Si l’ange fit honneur à la cuisine, son partenaire picora, une fois de plus, buvant plutôt qu’ingérant la nourriture présentée.
La soirée s’était poursuivie dans le salon confortable où ils avaient flirté légèrement, comme ils en avaient l’habitude, puis avaient échoué dans la couche de l’ange.
Rien de bien nouveau dans ce déroulé. Ni dans leur réveil à deux.
Aziraphale fut le premier à ouvrir les yeux, cillant lentement, puis bâilla largement. Il tourna la tête et aperçut son ami, toujours endormi et sifflant au rythme de sa respiration lente. Il sourit et extirpa une de ses mains de son nid de draps pour presser la sienne, qui traînait sur son ventre.
Son pyjama en soie noire était tout froissé, sa veste remontant, dévoilant une portion de son abdomen et de son dos, la peau claire plus que distincte en comparaison de la couleur du vêtement. Il perdit encore quelques minutes à le fixer du regard, ses mèches rousses aplaties par l’oreiller, le froncement de ses sourcils alors qu’il rêvait, les sifflements accompagnant son souffle…
Lorsque Rampa ouvrit les yeux à son tour, il était seul et recouvert des draps, leur chaleur l’ayant réveillé tout en le rendant léthargique. Ah, les reptiles et leur sang froid…
Rester bien à l’abri le tentait bien, mais le bruit provenant de la cuisine non loin lui promettait un bon petit déjeuner. Ou un concert de casseroles.
– T’es debout depuis longtemps ? Bâilla-t-il.

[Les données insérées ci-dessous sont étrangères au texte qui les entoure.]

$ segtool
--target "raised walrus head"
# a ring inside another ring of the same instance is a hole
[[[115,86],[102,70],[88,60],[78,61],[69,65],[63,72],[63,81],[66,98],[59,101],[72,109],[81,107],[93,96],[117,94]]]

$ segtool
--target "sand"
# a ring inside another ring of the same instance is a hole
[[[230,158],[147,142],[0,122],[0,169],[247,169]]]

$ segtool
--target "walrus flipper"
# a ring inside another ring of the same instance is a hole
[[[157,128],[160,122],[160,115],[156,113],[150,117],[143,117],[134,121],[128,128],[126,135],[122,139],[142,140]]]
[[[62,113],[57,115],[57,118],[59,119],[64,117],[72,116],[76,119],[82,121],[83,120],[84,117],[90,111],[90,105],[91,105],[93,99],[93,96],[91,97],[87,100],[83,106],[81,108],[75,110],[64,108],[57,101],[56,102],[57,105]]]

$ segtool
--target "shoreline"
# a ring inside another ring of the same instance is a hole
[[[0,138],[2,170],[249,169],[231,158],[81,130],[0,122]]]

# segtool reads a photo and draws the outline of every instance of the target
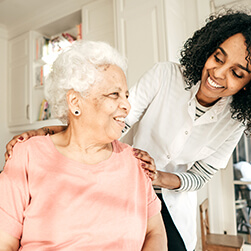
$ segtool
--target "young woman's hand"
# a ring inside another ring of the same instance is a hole
[[[15,144],[17,142],[24,142],[33,136],[46,135],[46,134],[47,134],[46,131],[44,131],[42,128],[40,128],[38,130],[27,131],[27,132],[24,132],[24,133],[21,133],[19,135],[14,136],[12,138],[12,140],[9,141],[6,145],[6,152],[4,154],[5,161],[7,161],[9,158],[12,157],[13,147],[15,146]]]
[[[149,178],[155,181],[158,177],[158,172],[153,158],[147,152],[136,148],[133,148],[133,154],[142,161],[141,167],[148,171]]]

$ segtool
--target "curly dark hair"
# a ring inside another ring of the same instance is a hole
[[[241,33],[245,37],[248,56],[247,65],[251,64],[251,15],[242,11],[228,10],[224,14],[213,14],[207,24],[189,38],[181,50],[180,64],[183,75],[190,89],[201,79],[202,69],[207,59],[220,44],[229,37]],[[230,104],[231,116],[246,126],[246,132],[251,132],[251,83],[246,90],[240,90],[233,95]]]

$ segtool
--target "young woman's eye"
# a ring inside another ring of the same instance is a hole
[[[215,61],[218,62],[218,63],[223,63],[222,60],[219,59],[219,57],[215,54],[214,55],[214,58],[215,58]]]
[[[114,98],[117,98],[119,96],[119,93],[118,92],[113,92],[110,94],[110,96],[114,97]]]
[[[243,78],[243,76],[237,74],[235,70],[232,70],[232,73],[233,73],[233,75],[234,75],[235,77],[237,77],[237,78]]]

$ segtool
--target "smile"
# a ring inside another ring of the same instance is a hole
[[[125,118],[124,117],[116,117],[114,120],[119,124],[121,127],[125,127]]]
[[[125,118],[123,117],[117,117],[117,118],[114,118],[114,120],[125,123]]]
[[[207,78],[207,82],[213,88],[224,88],[224,86],[216,84],[210,77]]]

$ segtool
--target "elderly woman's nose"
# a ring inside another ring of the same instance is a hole
[[[122,109],[125,109],[125,110],[127,110],[127,111],[130,111],[131,105],[130,105],[130,103],[129,103],[129,101],[128,101],[127,98],[124,98],[123,100],[121,100],[121,102],[120,102],[120,107],[121,107]]]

Il était parvenu à concilier son besoin primitif avec celui de rejoindre son ange, portant la literie sur lui, oreillers et matelas exceptés, bien sûr. Après lui avoir volé un baiser rapide, il se laissa tomber sur une chaise, recouvrant ses jambes et ses pieds de la couverture. Quelle idée de mettre du carrelage dans une maison !
– Juste le temps de préparer le thé, chantonna Aziraphale. En souhaites-tu une tasse ?
– Va pour cette fois !
Il étouffa un nouveau bâillement et s’accouda à la table, s’ébouriffant les cheveux, leur redonnant un peu de volume.

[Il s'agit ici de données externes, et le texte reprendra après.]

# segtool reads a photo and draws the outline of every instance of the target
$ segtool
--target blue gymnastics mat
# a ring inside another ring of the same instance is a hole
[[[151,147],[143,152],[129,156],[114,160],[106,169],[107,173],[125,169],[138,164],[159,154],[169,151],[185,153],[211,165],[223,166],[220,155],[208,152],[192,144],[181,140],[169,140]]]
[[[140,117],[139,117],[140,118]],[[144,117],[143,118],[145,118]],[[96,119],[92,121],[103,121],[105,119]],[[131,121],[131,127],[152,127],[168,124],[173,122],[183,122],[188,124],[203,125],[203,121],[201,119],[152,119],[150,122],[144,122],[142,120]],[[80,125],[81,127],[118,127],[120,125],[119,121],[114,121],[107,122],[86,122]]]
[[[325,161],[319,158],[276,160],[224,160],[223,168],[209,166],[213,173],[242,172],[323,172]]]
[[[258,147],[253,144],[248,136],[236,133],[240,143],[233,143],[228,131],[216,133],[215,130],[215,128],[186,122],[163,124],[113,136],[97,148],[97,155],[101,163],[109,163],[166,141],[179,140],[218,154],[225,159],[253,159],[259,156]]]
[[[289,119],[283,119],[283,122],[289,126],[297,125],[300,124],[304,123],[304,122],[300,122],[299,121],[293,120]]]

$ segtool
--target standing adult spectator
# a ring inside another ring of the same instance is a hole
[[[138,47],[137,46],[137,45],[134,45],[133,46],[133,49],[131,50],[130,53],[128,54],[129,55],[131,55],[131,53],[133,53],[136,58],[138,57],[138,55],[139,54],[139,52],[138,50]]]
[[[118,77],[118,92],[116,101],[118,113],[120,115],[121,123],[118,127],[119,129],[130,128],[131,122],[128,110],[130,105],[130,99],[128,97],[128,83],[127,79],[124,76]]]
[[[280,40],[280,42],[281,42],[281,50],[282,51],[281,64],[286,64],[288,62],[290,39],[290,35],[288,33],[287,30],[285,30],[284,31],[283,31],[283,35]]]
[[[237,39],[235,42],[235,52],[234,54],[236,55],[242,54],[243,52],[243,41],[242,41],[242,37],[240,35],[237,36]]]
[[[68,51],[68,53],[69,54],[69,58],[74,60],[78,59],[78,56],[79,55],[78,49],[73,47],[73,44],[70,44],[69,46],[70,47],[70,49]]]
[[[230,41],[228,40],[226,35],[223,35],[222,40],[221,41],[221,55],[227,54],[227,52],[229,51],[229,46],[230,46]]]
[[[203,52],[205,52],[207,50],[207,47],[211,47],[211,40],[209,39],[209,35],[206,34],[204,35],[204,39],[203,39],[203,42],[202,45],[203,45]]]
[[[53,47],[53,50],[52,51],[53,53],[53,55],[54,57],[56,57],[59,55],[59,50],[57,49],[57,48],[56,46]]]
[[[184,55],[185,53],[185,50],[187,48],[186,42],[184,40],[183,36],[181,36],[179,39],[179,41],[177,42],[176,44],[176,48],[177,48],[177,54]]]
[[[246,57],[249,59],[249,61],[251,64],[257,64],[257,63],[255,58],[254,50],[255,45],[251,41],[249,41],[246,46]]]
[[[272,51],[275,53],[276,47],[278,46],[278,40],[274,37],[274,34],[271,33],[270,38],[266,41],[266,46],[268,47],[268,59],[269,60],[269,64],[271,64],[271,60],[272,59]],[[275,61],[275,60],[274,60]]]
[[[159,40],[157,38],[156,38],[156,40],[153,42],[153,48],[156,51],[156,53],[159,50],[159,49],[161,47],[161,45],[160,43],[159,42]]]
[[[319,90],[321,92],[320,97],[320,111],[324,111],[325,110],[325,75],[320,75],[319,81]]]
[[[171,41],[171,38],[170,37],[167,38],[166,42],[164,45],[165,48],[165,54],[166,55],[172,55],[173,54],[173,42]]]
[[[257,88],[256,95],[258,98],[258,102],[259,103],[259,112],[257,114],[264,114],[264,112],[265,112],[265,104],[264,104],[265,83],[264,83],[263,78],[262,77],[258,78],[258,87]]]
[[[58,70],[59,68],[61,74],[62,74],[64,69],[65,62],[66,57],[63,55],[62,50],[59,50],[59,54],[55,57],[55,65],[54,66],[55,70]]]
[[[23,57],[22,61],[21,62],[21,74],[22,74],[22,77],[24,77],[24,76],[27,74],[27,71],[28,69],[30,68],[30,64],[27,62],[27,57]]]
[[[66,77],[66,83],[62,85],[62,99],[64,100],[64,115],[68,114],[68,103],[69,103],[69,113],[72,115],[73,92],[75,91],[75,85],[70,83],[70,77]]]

Une tasse brûlante fut déposée devant lui et ce fut à son tour de recevoir un baiser, mais sur le front.
– Que veux-tu avec ça ?
– Un autre baiser ?
Sans lui laisser le temps de répondre ou de se reculer, il l’attrapa par le col de sa confortable robe de chambre et ravit sa bouche durant de longues secondes avant de le relâcher.

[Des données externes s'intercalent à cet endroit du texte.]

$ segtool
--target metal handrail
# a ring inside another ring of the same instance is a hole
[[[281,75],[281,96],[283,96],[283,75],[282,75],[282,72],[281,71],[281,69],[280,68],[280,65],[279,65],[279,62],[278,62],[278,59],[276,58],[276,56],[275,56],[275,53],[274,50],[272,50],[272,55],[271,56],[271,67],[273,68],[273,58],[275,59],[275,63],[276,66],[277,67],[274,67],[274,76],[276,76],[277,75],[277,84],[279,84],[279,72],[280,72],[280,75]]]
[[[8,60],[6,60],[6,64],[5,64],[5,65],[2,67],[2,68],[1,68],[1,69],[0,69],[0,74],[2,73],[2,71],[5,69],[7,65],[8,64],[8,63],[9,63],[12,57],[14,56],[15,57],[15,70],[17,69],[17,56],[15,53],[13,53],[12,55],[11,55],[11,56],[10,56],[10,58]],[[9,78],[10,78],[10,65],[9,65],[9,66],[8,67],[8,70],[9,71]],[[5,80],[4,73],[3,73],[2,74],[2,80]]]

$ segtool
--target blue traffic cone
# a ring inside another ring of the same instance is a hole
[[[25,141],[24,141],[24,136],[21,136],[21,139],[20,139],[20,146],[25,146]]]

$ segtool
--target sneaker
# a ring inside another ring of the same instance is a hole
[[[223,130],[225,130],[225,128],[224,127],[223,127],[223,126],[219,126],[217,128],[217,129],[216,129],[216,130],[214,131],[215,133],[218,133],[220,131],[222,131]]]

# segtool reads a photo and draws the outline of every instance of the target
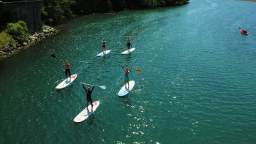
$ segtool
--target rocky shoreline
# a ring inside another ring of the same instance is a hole
[[[29,36],[26,41],[20,43],[17,42],[16,45],[9,45],[3,48],[2,51],[0,51],[0,60],[17,54],[18,52],[29,48],[31,45],[34,45],[45,38],[58,34],[59,31],[59,30],[58,29],[45,26],[45,29],[42,32],[35,33]]]

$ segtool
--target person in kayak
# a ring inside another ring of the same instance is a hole
[[[102,51],[103,53],[106,51],[106,41],[105,39],[102,40]]]
[[[65,74],[66,74],[66,77],[67,77],[67,77],[68,77],[67,74],[69,74],[69,80],[71,80],[70,64],[67,61],[66,61],[66,62],[63,61],[63,65],[64,65],[66,67]]]
[[[129,51],[129,50],[131,49],[132,47],[132,44],[131,44],[131,39],[129,39],[129,37],[128,37],[128,38],[127,39],[127,50],[128,51]]]
[[[128,68],[124,68],[124,66],[121,66],[122,69],[124,69],[124,86],[125,88],[127,88],[127,83],[128,83],[128,88],[129,88],[129,77],[128,75],[129,72],[131,72],[131,68],[129,68],[129,69],[128,70]]]
[[[89,102],[91,103],[91,112],[93,111],[93,107],[94,107],[94,105],[92,104],[92,99],[91,99],[91,94],[92,93],[92,91],[94,91],[94,86],[92,87],[92,89],[91,91],[91,88],[90,87],[88,87],[87,90],[86,88],[86,87],[84,86],[84,84],[82,84],[83,85],[83,89],[86,91],[86,99],[87,99],[87,110],[88,110],[88,105],[89,105]]]

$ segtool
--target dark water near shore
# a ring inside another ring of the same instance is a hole
[[[0,62],[0,143],[255,143],[255,7],[191,0],[59,26],[57,36]],[[121,56],[128,35],[136,50]],[[102,39],[111,52],[99,58]],[[62,60],[78,76],[56,91]],[[121,64],[142,71],[130,74],[136,83],[124,98]],[[86,101],[80,82],[107,88],[95,88],[101,105],[77,124]]]

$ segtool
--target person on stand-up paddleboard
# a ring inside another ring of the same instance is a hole
[[[66,74],[66,77],[67,77],[67,77],[68,77],[67,74],[69,74],[69,80],[71,80],[71,72],[70,72],[70,69],[69,69],[70,64],[67,61],[66,61],[66,62],[63,61],[63,65],[65,65],[65,67],[66,67],[65,74]]]
[[[131,44],[131,39],[129,39],[129,37],[128,37],[128,38],[127,39],[127,50],[128,51],[129,51],[129,50],[131,49],[132,47],[132,44]]]
[[[105,39],[102,40],[102,51],[103,53],[106,51],[106,41]]]
[[[129,88],[129,77],[128,75],[129,72],[131,72],[131,68],[129,68],[129,69],[128,70],[128,68],[124,68],[124,66],[121,66],[122,69],[124,69],[124,71],[125,72],[124,73],[124,85],[125,85],[125,88],[127,88],[127,83],[128,83],[128,88]]]
[[[83,89],[86,91],[86,99],[87,99],[87,110],[88,110],[88,105],[89,104],[89,102],[91,103],[91,111],[93,111],[93,107],[94,105],[92,105],[92,99],[91,99],[91,94],[92,93],[92,91],[94,91],[94,86],[92,87],[92,89],[91,91],[91,88],[90,87],[88,87],[87,90],[86,88],[86,87],[84,86],[84,85],[83,84]]]

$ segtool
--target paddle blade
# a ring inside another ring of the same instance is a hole
[[[106,86],[99,86],[99,87],[102,88],[102,89],[106,89]]]
[[[140,73],[140,72],[141,72],[140,69],[135,69],[135,70],[136,70],[138,72],[139,72],[139,73]]]

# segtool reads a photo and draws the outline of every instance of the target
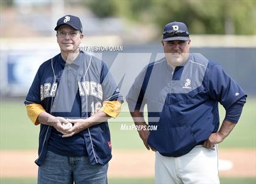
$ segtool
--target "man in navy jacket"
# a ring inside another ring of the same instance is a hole
[[[164,28],[165,57],[146,66],[126,97],[148,149],[156,151],[155,183],[219,183],[217,144],[241,115],[247,95],[218,64],[190,53],[187,26],[172,22]],[[219,129],[218,103],[226,111]]]
[[[38,183],[107,183],[107,119],[118,115],[121,95],[107,65],[79,52],[78,17],[60,18],[55,30],[60,53],[40,66],[24,101],[40,124]]]

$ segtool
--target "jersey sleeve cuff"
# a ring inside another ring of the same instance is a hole
[[[113,118],[116,118],[121,112],[121,103],[117,100],[104,101],[101,111]]]
[[[40,123],[37,121],[37,118],[39,114],[43,112],[45,112],[45,109],[41,105],[36,103],[26,104],[26,107],[27,108],[27,116],[31,121],[32,121],[35,125],[39,124]]]

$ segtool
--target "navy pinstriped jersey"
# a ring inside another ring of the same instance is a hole
[[[227,109],[246,95],[218,64],[201,54],[174,70],[165,58],[146,66],[126,97],[131,112],[147,104],[148,143],[162,155],[178,157],[218,130],[218,102]]]
[[[115,80],[103,61],[80,52],[72,64],[68,64],[58,60],[60,56],[60,53],[40,66],[26,97],[26,104],[40,104],[54,116],[87,118],[98,111],[104,101],[123,101]],[[80,99],[77,98],[77,93]],[[75,110],[74,101],[79,103]],[[39,157],[35,161],[38,165],[44,159],[52,129],[40,124]],[[107,122],[91,126],[79,135],[84,138],[91,165],[104,165],[111,159]]]

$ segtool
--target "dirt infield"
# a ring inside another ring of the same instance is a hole
[[[152,177],[154,157],[154,152],[147,150],[113,150],[108,175]],[[0,151],[0,177],[36,177],[37,166],[34,161],[37,157],[35,150]],[[220,171],[220,176],[256,176],[255,149],[220,149],[219,158],[232,163],[229,169]]]

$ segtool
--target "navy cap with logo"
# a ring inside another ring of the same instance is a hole
[[[79,30],[81,33],[83,32],[83,27],[82,26],[80,19],[73,15],[65,15],[60,18],[57,22],[57,26],[54,30],[57,30],[58,29],[63,25],[69,25],[76,30]]]
[[[181,22],[172,22],[165,25],[163,41],[190,39],[190,33],[186,24]]]

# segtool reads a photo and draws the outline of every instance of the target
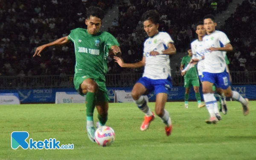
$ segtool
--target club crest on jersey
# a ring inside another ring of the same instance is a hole
[[[154,40],[154,43],[156,44],[157,42],[157,39]]]
[[[99,46],[100,42],[100,41],[98,39],[95,41],[95,46],[97,46],[97,47]]]

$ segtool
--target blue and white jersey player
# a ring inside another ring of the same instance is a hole
[[[164,107],[169,90],[172,86],[169,55],[175,54],[176,49],[168,33],[158,32],[160,18],[158,13],[153,10],[147,11],[142,16],[144,30],[149,38],[144,44],[143,56],[141,61],[126,64],[119,58],[114,58],[122,67],[137,68],[145,66],[143,77],[134,85],[131,93],[137,106],[145,115],[140,130],[146,130],[155,117],[142,96],[154,91],[156,95],[156,114],[165,124],[166,134],[169,136],[172,127],[169,113],[164,109]]]
[[[215,17],[211,15],[204,18],[204,27],[207,35],[203,38],[204,54],[204,69],[203,72],[203,92],[210,118],[207,123],[216,123],[218,119],[215,113],[218,113],[216,99],[212,90],[215,85],[217,89],[221,89],[226,97],[232,98],[240,102],[243,107],[244,116],[249,113],[248,100],[239,93],[231,90],[229,75],[226,70],[225,53],[233,50],[230,41],[224,33],[215,30],[217,25]]]

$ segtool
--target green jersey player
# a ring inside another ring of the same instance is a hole
[[[74,84],[79,93],[86,97],[87,125],[89,139],[95,142],[95,128],[93,120],[95,106],[98,111],[98,125],[103,126],[108,120],[109,98],[105,84],[107,73],[106,59],[109,49],[120,55],[119,44],[110,33],[99,31],[104,17],[99,7],[90,7],[87,11],[85,24],[87,29],[77,28],[70,34],[55,41],[38,47],[34,56],[41,56],[46,48],[61,45],[70,41],[74,43],[76,63]]]
[[[182,71],[183,68],[186,67],[189,63],[192,57],[192,51],[191,49],[188,50],[189,55],[186,55],[182,58],[180,65],[180,70]],[[185,107],[188,108],[188,102],[189,98],[189,91],[190,87],[193,86],[195,93],[195,98],[198,102],[198,108],[201,108],[205,106],[205,105],[201,102],[201,96],[199,92],[199,81],[196,71],[196,65],[191,68],[189,70],[184,76],[184,87],[186,88],[185,92]]]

– Rampa ! s’exclama-t-il, choqué. C’est inconvenant !
Il rejoignit sa place, rosissant, tentant de cacher son embarras dans sa propre tasse.
– Je suis un démon, Aziraphale. Je suis inconvenant, c’est dans ma nature. Et il n’y a rien que nous deux, détends-toi.
Il leva les yeux au ciel et souffla sur le liquide brûlant.
– Tu as raison, pardonne-moi.
– Y a pas de mal.
L’odeur chaude du pain emplit lentement la pièce et leurs narines, enthousiasmant l’ange qui se jeta presque dessus.
Rampa nettoya les feuilles larges de ses plantes d’intérieur avec grand soin, brumisateur dans une main et chiffon dans l’autre. Il chantait à tue-tête, plus pour ne pas réfléchir que par entrain, son phonographe usant son diamant sur les sillons de ses 33 tours.
Son dernier tête-à-tête avec son ange remontait à plusieurs semaines, ils se croisaient de temps à autre mais rien de bien abouti. Même pas assez longtemps pour nommer cela un rendez-vous.
Il devait trouver un nouveau coup démoniaque avant le prochain relevé. Encore un bon petit coup d’éclat pour se faire mousser, augmentant la haine des autres démons à son égard par la même occasion. C’était le prix à payer pour sa quasi-indépendance.
Le prix…
Contre sa nuque, il sentait le contact perpétuellement froid de l’anneau d’obsidienne qu’il avait enfilé sur l’écharpe qu’il portait tout le temps.
Il n’y faisait même plus attention, à force, mais il savait qu’il ne pourrait manquer son absence.
– Qu’est-ce que je pourrais encore faire ? Chantonna-t-il.
La librairie d’Aziraphale était un havre de paix et une ode aux ouvrages vieux et recherchés. D’épais volumes reliés à la colle ou à la couture ayant miraculeusement traversé les époques, avec leur odeur si caractéristique, leurs dorures et leurs gravures et leurs couvertures en cuir ou en carton.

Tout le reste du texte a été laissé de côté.